榛名湖は、足場は悪くないのですが全体に遠浅で、釣台を2段重ねにして水に浸かるようにして釣ったりもします。

陸釣りポイントが多いのは、河口湖です。ポイント近くまで車をおろせるところもあります。竿が出せるところなら、ほぼすべてがポイントといってもいいですが、釣れる時期が短いのと「釣れた」という話が出るとすぐに多くの釣人で埋まってしまうのが難点です

野釣りでは、釣具や釣台などの一般的な釣具の他にも多くの道具が必要になります。

必要な道具としては、鎌やノコギリかナタ、懐中電灯、20mのロープ2本(登山のザイルほどではないにしろある程度太くて丈夫な物)、ハリガネ2mほど(釣り場保護のため、釣りに邪魔になる枝などを切らずにまとめて曲げるためです(帰る際には必ず回収します)、藻刈り器(柄のついた物や投げ藻刈り)、水筒やコッヘル(簡単な調理器具)、夏ならラジオ(雷をチェックするためです)です。

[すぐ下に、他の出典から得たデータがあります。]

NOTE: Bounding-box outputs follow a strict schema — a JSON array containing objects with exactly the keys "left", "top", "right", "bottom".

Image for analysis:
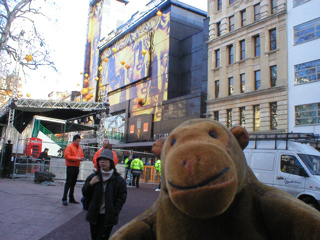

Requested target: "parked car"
[{"left": 244, "top": 135, "right": 320, "bottom": 210}]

その他にも、場所によっては腰まであるバカ長靴や足場用の四角いベニヤ板(湿地帯で沈まないように使います)なども用意していきます。モジリを観察するための双眼鏡などもあると重宝します。その他にも、アイデア次第で、いろいろな道具を持っていってください。

【自然の湖のボート釣り】

ボートのある釣り場では、比較的へらぶな釣り用としてつかわれる事が多いので、水竿などは舟宿に用意されていることがほとんどです。

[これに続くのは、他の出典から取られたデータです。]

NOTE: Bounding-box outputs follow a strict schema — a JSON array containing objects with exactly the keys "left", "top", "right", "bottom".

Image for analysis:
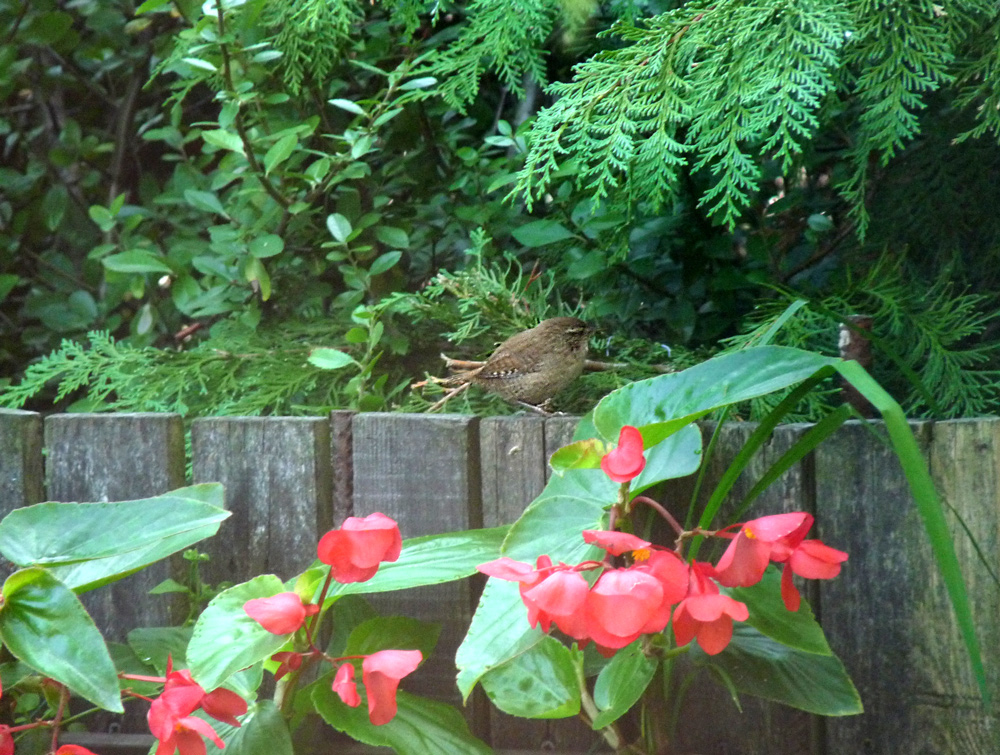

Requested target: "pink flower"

ただ、山中湖の本湖(平野ワンド内以外をこう呼びます)のように、6mを超す水竿を場所によっては固い砂地に刺さなければならず、かなりの熟練を要します。

舟宿によっては船頭さんが刺してくれる場合もありますが、野釣り師としては、なんとか自分で処理をしたいところですね。

今ではボート釣りができなくなってしまった神奈川県・震生湖です。関東大震災のときにできた小さな湖ですが、水深が10m以上もあり、大型が釣れるので人気がありました。現在が陸釣りのみです

水竿の扱いで、3点ほど便利なことを挙げておくと、砂地の固いところでは水竿はなかなか刺さりません。また、刺さったと思ってもすぐに抜けてしまいます。

底が砂地の山中湖のような場合はガツガツと何度も底を指していると、ズッツという感じで底が抜けます。この状態が本当に水竿が刺さったとことろです。そして刺さったら、アンカーを1つ借りておいて、そのアンカーを水竿にぐるぐるまいて水中に入れておきます。こうして、水竿の竹の浮力を減らすわけです。

水竿と舟を結ぶロープは、水竿が斜め刺しができる場所以外では、輪っかを作り緩めに結んでおくのも大切です。輪が上下に動く状態です。

こうしておけば、山中や河口のように水上スキーや水上サーフボード、遊覧船などの波が来て舟が上下に揺れても、水竿が抜けることが少なくなります。舟にがっちり止めてしまうと、波で揺られてせっかく苦労して差した水竿が抜けてしまう場合があります。

山中湖では平野ワンドを出ると、とたんに釣りが難しくなります。21尺以上の長竿を振ることが多く、ベテラン釣り師との同行がおすすめです

もう1点は、ドロ底のように水竿がズブズブと深く入る釣り場です。時間の経過と共に水竿が締まってきて、抜けなくなります。ですから、あまり深く差しすぎないことが大事です。

もし抜けなくなったら、慌てずに水竿の上を持って、ぐるぐるなるべく大きな円を描きます。そうするとだんだん緩んできて抜けやすくなります。どうしても抜けない場合には、そのままにしてボート屋さんに伝えておきましょう。